The New Map Of The Milky Way Shows 1.7 Billion Stars

Editorials News | May-10-2018

The New Map Of The Milky Way Shows 1.7 Billion Stars

Nearly 1.7 billion stars have been plotted in unprecedented detail with highly anticipated release of data from the European Space Agency's Gaia spacecraft. The $1 billion (750 million euros) Gaia spacecraft launched in 2013 for a five-year mission to map the night sky with unmatched accuracy.

The spacecraft is placed far beyond the moon's orbit, in the Lagrange-2, or L2, point, a gravitationally stable spot about 1 million miles (1.5 million kilometers) away from Earth.
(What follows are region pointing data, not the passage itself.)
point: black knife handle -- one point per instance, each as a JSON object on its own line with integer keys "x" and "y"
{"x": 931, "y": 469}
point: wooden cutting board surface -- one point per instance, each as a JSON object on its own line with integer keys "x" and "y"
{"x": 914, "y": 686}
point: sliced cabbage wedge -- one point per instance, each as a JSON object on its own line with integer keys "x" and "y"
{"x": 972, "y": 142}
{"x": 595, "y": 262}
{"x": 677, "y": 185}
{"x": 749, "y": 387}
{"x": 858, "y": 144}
Unlike space telescopes such as Hubble that orbit the Earth, Gaia can scan the cosmos without Earth blocking a large chunk of its view.

As it rotates in space, Gaia measures about 100,000 stars each minute and covers the whole sky in about two months. Each star is measured 70 times on an average. Gaia launched in 2013, and released their first batch of data in September 2016. Those data included distances and motions of roughly 2 million stars; the new data up that number to 1.3 billion.

The Gaia mission also examines the brightness, colors and surface temperatures of some stars, and the amount of space dust between us and them. Looking beyond stars, the data includes the positions of over 14,000 asteroids. While 1.7 billion stars may be hard to wrap your head around, NASA says scientists estimate there are at least 100 billion stars (and maybe as many as 400 billion) in the Milky Way alone.